Edmonton councillors grill ASIRT about withholding names of people killed by police

The practice that often sees the names of people killed by police officers in Alberta withheld from the public was defended by the leader of the Alberta Serious Incident Response Team (ASIRT) Thursday.

Michael Ewanson was asked by a pair of Edmonton city councillors why the names aren’t automatically made public, during a rare meeting of politicians, police officials and commissioners at City Hall.

“I think it’s important to remember that a crime, especially a homicide, is not just a crime against an individual or a family, but it’s a crime against a whole community,” Coun. Michael Janz said during his questioning of him.

“We found that oftentimes that adds to the grief that a family may be suffering from, so we need to be very careful of that,” Ewanson said.

ASIRT’s new executive director said his organization does not stop police services from releasing the names, but argued it was “good practice” to agree to withhold details like identities.

“If we’re conducting that investigation, the last thing that (Edmonton Police Service) or (Calgary Police Service) or the RCMP would want to do is be viewed in the public as doing something that might interfere,” Ewanson said.

“We have had situations in the past where a name gets released and all of the sudden we find people are not willing to cooperate.”

Janz pointed out that a number of different groups have raised transparency concerns over the process including “Alberta Council of Women’s Shelters, law professors, victims rights advocacy organizations, the media coalition and others.”

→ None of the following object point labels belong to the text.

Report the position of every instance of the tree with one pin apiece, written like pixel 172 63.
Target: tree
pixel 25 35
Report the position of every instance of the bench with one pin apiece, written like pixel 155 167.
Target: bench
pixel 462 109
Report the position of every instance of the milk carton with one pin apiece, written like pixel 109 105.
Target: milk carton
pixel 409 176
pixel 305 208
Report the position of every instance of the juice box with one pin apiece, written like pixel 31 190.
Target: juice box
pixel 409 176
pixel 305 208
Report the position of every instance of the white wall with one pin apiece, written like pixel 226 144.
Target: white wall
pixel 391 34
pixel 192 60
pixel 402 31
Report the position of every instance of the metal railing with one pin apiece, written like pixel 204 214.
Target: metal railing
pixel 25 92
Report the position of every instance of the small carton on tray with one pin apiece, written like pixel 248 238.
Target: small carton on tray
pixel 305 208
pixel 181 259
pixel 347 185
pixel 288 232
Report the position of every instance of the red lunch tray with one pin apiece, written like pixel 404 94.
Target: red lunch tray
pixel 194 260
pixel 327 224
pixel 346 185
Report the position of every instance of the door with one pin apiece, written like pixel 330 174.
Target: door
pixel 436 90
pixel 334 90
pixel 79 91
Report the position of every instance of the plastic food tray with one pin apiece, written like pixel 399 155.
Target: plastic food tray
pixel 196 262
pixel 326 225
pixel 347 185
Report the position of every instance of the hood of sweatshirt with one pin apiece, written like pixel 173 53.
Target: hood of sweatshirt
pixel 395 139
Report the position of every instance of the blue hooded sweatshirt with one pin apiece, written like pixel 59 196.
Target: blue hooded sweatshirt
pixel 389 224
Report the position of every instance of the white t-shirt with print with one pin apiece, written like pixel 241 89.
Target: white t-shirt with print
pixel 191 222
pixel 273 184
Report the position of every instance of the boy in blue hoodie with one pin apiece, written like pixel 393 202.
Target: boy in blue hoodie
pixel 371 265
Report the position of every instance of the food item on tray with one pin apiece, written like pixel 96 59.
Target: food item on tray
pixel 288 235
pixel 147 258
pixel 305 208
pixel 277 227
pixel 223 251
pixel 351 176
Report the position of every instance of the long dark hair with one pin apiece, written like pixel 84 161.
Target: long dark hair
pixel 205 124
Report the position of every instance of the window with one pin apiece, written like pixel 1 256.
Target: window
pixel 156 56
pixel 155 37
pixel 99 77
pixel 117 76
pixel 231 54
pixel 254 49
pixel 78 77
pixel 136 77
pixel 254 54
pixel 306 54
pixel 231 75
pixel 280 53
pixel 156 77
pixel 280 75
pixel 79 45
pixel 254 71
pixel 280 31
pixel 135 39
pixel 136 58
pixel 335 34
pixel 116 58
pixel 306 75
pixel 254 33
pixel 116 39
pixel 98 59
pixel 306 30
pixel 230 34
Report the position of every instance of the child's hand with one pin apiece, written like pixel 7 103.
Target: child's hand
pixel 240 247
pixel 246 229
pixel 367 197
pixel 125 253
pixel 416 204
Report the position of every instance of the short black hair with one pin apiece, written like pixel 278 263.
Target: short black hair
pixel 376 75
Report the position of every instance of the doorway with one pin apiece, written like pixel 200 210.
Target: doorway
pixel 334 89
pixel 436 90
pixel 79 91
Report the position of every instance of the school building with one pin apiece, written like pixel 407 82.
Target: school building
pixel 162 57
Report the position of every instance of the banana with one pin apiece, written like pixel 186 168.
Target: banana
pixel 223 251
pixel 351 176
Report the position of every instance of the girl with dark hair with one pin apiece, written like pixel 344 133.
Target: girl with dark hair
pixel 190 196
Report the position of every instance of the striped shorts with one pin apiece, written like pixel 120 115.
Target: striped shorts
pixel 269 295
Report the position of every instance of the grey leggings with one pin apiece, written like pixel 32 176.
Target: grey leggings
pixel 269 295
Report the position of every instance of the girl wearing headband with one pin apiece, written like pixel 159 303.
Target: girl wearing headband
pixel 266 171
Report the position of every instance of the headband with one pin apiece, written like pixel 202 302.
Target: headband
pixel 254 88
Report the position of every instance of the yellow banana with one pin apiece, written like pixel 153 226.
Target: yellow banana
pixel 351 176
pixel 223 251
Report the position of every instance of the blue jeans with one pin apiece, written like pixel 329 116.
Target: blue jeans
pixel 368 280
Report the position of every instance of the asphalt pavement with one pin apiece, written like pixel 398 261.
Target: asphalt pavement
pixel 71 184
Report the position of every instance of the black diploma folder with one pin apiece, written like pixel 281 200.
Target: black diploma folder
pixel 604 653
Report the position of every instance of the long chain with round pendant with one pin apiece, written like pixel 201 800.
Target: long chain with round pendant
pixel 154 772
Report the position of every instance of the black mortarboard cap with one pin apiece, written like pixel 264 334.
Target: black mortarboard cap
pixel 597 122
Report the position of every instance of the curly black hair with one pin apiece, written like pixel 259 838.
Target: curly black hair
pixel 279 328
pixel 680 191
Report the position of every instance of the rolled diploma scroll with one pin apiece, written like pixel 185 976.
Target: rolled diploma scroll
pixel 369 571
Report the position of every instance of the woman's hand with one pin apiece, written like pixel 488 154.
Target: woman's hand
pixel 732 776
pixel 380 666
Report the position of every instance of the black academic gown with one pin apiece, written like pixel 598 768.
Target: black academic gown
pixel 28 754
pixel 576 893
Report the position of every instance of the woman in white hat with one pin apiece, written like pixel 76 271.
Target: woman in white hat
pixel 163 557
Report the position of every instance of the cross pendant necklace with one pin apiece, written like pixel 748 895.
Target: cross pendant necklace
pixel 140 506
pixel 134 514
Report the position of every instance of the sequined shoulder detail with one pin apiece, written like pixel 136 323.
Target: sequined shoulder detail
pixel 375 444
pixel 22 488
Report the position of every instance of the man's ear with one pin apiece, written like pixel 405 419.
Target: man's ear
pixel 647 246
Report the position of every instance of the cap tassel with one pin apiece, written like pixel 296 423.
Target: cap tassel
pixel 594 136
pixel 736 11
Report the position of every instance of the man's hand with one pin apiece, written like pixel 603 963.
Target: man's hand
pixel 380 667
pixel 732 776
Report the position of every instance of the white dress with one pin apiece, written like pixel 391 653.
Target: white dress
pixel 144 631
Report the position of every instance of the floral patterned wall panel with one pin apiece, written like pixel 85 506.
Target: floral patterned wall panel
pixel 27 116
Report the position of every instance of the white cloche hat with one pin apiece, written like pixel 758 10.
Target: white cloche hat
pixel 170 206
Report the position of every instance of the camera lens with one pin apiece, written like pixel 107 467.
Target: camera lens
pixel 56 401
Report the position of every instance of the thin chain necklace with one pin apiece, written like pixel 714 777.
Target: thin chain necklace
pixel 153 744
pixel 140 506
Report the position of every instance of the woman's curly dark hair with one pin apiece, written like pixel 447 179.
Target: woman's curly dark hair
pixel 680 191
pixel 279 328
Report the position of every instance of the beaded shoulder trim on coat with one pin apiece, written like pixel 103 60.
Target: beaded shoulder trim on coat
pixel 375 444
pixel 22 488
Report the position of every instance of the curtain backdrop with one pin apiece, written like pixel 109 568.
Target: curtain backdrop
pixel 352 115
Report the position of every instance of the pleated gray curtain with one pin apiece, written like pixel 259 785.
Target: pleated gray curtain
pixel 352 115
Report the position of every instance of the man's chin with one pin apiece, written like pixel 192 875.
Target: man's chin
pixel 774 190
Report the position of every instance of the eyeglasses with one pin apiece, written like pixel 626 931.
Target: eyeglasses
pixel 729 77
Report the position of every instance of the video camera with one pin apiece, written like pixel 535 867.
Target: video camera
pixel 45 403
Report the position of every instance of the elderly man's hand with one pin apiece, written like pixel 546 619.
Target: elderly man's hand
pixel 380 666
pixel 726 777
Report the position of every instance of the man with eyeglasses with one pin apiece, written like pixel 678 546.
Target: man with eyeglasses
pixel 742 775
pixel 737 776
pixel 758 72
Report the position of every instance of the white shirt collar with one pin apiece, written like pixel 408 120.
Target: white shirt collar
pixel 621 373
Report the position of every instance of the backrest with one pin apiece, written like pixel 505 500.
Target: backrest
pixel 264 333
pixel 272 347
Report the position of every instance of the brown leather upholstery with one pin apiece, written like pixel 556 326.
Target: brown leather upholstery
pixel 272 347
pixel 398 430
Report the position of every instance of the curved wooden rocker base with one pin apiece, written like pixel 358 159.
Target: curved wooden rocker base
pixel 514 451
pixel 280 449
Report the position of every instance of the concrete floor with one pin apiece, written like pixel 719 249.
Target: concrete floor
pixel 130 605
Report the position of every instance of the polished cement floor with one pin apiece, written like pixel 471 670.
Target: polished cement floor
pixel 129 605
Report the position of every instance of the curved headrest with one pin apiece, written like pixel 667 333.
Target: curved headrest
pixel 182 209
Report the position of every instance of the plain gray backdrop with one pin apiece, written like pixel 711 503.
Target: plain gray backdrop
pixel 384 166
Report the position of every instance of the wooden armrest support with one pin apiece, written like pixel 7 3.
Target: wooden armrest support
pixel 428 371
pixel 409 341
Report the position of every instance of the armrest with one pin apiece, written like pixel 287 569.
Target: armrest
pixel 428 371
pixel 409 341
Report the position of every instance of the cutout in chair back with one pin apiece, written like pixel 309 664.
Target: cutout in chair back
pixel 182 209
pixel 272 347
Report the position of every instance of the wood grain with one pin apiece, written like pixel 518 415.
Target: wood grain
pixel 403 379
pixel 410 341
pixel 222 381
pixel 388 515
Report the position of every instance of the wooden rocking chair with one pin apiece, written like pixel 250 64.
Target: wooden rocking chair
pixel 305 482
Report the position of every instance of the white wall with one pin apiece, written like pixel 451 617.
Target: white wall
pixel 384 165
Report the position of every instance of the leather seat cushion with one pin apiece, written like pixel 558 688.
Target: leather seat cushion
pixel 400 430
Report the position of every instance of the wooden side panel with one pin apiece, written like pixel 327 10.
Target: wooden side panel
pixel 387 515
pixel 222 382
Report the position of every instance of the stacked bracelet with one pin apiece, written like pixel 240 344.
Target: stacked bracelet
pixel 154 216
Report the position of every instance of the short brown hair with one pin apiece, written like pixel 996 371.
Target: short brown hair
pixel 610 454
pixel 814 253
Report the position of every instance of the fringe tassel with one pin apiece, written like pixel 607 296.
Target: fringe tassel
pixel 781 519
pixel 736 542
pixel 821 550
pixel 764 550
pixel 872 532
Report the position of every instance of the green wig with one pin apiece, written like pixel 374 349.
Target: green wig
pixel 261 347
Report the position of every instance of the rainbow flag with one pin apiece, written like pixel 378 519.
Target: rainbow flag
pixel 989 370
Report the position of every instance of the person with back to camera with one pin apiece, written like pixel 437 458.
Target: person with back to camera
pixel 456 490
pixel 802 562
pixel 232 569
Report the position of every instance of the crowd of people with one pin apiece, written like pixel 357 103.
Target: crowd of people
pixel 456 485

The Ward papastew councilor asked what it would take for ASIRT to “take a more transparent policy direction” after family members are notified.

He raised the case of a 59-year-old apartment resident who died after police opened fire on a robbery suspect in central Edmonton in February. That man’s identity was never made public and EPS referenced ASIRT’s investigation as the reason “additional information” could not be provided.

Generally speaking, Ewanson said that the public can know who police kill if and when criminal charges are filed. I have argued that ASIRT’s practice aligns with other police oversight agencies in Canada.

“Not all homicides are criminal…so if ASIRT, hypothetically, comes to the determination that an officer had fired a gun in a criminal fashion, and it resulted in a criminal charge, then that would be prosecuted by the Alberta Crown Prosecution Service in a public forum,” he said.

Investigators may release the names of people killed by police if it “will assist the public’s understanding” or help with the investigation, Ewanson said.

I have added that ASIRT does not try to stop the families of people who are killed from releasing the identities themselves.

“If they wish to speak to the media, certainly, we in no way could prohibit that nor do we interfere in that,” Ewanson said.

The investigation into the February police shooting that left two men dead was ongoing Thursday.

Coun. Anne Stevenson also had questions about the name disclosure policy.

Budgets, streaming technology and relationship building were also topics discussed at the meeting.